To the end, Megrahi insisted he had had nothing to do with the bombing, which killed 270 people, most of them Americans.

"I am an innocent man," Megrahi said in his last interview, published in December in several British papers. "I am about to die, and I ask now to be left in peace with my family."

The father of one of the Lockerbie victims said Megrahi's death was, "to a degree, a relief" and insisted that his 2009 release from jail had been a political deal.

"If he had been that bad three years ago, he wouldn't have lived this long. It was a political deal," said Glenn Johnson of Greensburg, Pa., whose daughter, Beth Ann Johnson, 21, was killed in the bombing.

Megrahi's death, seven months after ousted leader Moammar Gadhafi was killed, leaves many unanswered questions about the Lockerbie case, despite the conviction.

A spokesman for some British families who lost loved ones in the bombing said he always believed Megrahi was innocent.

"His death is to be deeply regretted," David Ben-Ayreah said. "As someone who attended the trial, I have never taken the view that Megrahi was guilty.

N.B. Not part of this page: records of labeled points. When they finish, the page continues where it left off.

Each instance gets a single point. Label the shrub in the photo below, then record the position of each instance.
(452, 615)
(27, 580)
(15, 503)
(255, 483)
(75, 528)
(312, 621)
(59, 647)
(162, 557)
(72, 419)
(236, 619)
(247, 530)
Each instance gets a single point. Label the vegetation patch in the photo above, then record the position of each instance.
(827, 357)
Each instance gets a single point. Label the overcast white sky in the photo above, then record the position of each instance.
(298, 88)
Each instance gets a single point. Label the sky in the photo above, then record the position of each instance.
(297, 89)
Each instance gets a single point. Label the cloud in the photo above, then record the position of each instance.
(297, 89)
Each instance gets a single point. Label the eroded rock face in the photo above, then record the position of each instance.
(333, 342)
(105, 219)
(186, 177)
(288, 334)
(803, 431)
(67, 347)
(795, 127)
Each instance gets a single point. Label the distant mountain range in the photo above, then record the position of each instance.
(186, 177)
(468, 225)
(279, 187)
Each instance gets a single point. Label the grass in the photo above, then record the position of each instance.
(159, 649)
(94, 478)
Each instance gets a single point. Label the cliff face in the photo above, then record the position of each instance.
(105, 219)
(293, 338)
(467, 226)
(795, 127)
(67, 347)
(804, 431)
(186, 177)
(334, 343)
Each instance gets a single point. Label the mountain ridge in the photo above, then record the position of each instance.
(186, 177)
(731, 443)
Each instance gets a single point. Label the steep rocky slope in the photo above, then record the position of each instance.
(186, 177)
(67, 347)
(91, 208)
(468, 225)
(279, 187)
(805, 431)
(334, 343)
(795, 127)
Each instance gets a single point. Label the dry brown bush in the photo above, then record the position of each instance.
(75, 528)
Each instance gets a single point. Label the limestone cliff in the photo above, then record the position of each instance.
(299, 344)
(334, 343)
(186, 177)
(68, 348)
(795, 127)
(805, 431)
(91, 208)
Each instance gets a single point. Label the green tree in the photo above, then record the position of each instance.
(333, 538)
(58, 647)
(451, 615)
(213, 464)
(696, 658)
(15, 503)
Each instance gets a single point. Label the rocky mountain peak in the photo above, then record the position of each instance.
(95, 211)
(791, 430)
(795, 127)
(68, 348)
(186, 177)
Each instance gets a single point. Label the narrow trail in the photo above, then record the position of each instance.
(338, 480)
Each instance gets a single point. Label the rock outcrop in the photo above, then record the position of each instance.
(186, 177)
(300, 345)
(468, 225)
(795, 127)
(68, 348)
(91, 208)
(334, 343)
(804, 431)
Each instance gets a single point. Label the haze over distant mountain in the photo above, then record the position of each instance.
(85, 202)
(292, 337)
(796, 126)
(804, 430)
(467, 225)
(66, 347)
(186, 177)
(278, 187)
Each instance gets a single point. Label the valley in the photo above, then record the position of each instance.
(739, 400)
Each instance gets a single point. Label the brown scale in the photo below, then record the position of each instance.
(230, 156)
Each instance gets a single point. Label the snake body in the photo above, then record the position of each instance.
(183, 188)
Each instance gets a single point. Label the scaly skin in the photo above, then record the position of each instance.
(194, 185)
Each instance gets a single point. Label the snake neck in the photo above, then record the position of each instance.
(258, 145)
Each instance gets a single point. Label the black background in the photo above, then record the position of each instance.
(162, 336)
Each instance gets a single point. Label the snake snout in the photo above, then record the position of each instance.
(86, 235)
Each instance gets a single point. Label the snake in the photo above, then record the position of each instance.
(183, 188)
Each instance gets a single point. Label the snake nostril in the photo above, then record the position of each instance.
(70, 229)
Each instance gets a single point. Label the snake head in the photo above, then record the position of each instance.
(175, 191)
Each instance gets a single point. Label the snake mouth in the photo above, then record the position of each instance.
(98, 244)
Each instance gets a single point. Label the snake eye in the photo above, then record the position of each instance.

Megrahi is the 271st victim of Lockerbie."

The United States, Britain, and prosecutors in his trial contended that he had not acted alone and that he had carried out the bombing at the behest of Libyan intelligence. After Gadhafi's fall, Britain asked Libya's new rulers to help fully investigate, but they put off any probe.

The bombing that blew up Pan Am Flight 103 on Dec. 21, 1988, over Lockerbie, Scotland, was one of the deadliest terror attacks in modern history. The flight was heading to New York from London's Heathrow Airport, and many of the victims were American college students flying home for Christmas.